Rücksicht gegenüber der Fläche!

Beschlussnummer  2018.W8
Antragsteller*innen  Jusos UB Holzminden
Weiterleitung an 

Das Grundverständnis des Juso-Verbands sollte sein, dass allen Jusos ein Mitwirken ermöglicht und erleichtert wird und die Formate so gewählt werden, dass den Lebens- und Wohnsituationen gerecht wird. Als Jusos Bezirk Hannover sind wir eine Flächenorganisation und müssen dieser auch gerecht werden. Gerade in ländlichen Gebieten ist die Struktur der Mitgliedschaft eine andere als in urbanen Gebieten. Es sind mehr Menschen in regulären Beschäftigungsverhältnissen, weshalb ein großer Anteil des Tages nicht zur freien Verfügung steht. Es gibt kaum Studierende (Zumindest kaum welche die auch tatsächlich noch vor Ort Wohnen), die Mitglieder haben demnach keinen Zugang zu studentischen Semestertickets und Vergünstigungen und Unterbezirke haben niedrige Etats.
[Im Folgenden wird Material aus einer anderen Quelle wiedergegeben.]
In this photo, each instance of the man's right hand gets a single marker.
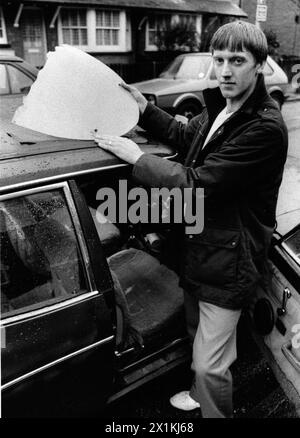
(137, 95)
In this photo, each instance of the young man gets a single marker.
(235, 150)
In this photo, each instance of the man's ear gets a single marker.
(260, 66)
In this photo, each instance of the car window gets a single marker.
(292, 244)
(40, 258)
(268, 71)
(193, 67)
(19, 81)
(188, 67)
(4, 86)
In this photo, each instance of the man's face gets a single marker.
(236, 73)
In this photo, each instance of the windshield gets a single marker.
(187, 67)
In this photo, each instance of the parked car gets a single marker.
(178, 89)
(16, 78)
(88, 311)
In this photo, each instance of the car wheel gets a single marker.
(188, 109)
(278, 98)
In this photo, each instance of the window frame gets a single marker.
(3, 39)
(287, 248)
(82, 248)
(91, 46)
(173, 19)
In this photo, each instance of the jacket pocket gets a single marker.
(212, 258)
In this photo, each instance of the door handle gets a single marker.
(281, 311)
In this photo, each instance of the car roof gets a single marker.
(10, 58)
(29, 158)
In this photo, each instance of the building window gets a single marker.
(155, 24)
(94, 30)
(159, 23)
(74, 27)
(107, 28)
(3, 39)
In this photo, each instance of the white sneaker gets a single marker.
(184, 401)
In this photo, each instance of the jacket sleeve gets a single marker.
(164, 127)
(237, 165)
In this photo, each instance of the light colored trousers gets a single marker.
(213, 330)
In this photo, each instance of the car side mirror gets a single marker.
(25, 89)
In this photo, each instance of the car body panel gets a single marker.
(169, 93)
(53, 160)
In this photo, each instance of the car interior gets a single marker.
(139, 262)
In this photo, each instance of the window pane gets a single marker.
(99, 37)
(115, 37)
(75, 37)
(67, 36)
(99, 19)
(83, 37)
(106, 37)
(4, 88)
(107, 19)
(152, 37)
(40, 258)
(82, 18)
(19, 82)
(116, 19)
(74, 18)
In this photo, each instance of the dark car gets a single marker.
(178, 89)
(90, 310)
(16, 78)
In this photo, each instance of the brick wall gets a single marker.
(280, 19)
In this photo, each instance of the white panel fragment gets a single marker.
(75, 94)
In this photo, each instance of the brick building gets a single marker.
(116, 31)
(283, 18)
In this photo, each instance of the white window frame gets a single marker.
(3, 39)
(91, 32)
(174, 18)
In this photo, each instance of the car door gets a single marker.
(56, 329)
(276, 314)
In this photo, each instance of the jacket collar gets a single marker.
(215, 102)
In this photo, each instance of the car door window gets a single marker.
(19, 81)
(292, 244)
(193, 67)
(40, 258)
(4, 86)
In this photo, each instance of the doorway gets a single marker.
(34, 36)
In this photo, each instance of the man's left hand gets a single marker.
(122, 147)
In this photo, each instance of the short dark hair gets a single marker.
(238, 36)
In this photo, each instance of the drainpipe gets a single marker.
(16, 22)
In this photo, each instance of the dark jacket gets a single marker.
(240, 170)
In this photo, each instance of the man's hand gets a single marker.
(137, 95)
(122, 147)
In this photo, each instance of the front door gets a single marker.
(34, 37)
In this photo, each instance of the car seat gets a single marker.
(154, 298)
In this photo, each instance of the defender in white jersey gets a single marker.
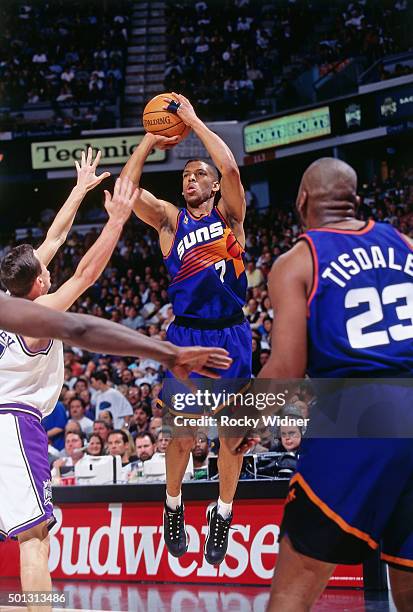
(31, 375)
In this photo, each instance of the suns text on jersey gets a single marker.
(347, 265)
(215, 230)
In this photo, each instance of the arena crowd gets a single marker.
(110, 400)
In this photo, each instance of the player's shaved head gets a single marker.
(211, 168)
(328, 192)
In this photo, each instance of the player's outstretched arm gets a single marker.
(232, 192)
(92, 264)
(86, 180)
(289, 285)
(95, 334)
(148, 207)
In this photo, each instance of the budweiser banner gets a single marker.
(114, 541)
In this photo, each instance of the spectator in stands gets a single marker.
(96, 446)
(77, 411)
(118, 444)
(254, 275)
(107, 416)
(145, 446)
(162, 440)
(102, 429)
(111, 399)
(140, 420)
(155, 425)
(73, 427)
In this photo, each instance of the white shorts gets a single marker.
(25, 485)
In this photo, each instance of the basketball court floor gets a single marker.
(127, 597)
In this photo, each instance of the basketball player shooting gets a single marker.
(31, 373)
(343, 298)
(25, 487)
(202, 245)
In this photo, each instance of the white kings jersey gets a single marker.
(30, 378)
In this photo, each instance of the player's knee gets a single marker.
(403, 601)
(35, 536)
(183, 445)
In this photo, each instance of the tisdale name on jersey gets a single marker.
(215, 230)
(348, 265)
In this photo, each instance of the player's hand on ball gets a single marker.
(86, 171)
(200, 360)
(186, 110)
(163, 142)
(120, 205)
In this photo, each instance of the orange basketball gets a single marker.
(159, 121)
(233, 247)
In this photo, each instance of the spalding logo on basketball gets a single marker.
(233, 247)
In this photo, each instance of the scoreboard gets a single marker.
(390, 107)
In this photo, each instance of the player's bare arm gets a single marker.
(95, 334)
(289, 286)
(160, 214)
(86, 181)
(232, 203)
(119, 208)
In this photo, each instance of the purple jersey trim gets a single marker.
(17, 408)
(43, 351)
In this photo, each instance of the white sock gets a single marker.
(224, 509)
(173, 502)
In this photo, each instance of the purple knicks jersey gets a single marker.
(206, 266)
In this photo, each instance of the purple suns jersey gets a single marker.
(360, 311)
(206, 266)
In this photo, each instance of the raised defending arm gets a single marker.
(57, 233)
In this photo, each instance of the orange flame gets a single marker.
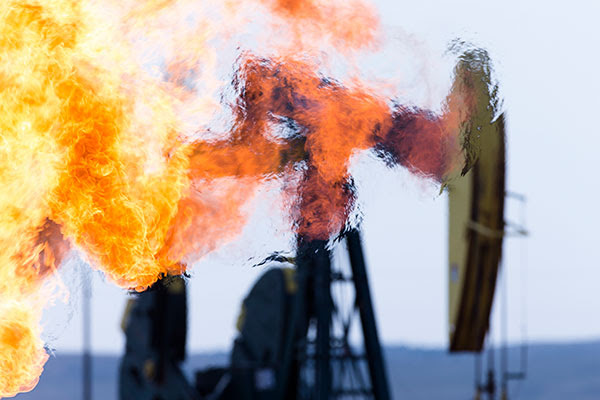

Ein Mitwirken oder "`eben mal nach Hannover fahren"' kann also mit viel Aufwand, Kosten und Mühen verbunden sein, wird aber immer selbstverständlich erwartet.

Dass Veranstaltungsformate rotieren und Vorstandssitzungen auch vermehrt in der Fläche stattfinden wird mit Argwohn betrachtet und zum Teil sogar verächtlich weggeschoben, da ja diese Ziele so schlecht erreichbar seien. Demnach werden diese auch nur sehr gering frequentiert. Spätestens aus diesen Erfahrungen sollte eine Nachvollziehbarkeit des umgekehrten Falls gezogen werden können.

Auf diese Herausforderungen möchten und müssen wir als Jusos Bezirk Hannover Antworten finden. 

Daher wird zeitnah eine Kommission vom Bezirk und seinen Unterbezirken eingesetzt werden, die sich in einem partizipativen Prozess mit diesen Themen auseinandersetzt und bis zur nächsten Bezirkskonferenz Antwort skizzieren soll. Diese Antworten sollen dabei nicht nur inhaltlicher Natur (s. Antrag W7 [2018.W7, Anm. d. Red.] ) sein, sondern auch aufzeigen, wie wir in unserer Arbeit als Jusos Bezirk Hannover organisatorisch und strukturell mit dem Gefälle zwischen Stadt und Land umgehen werden.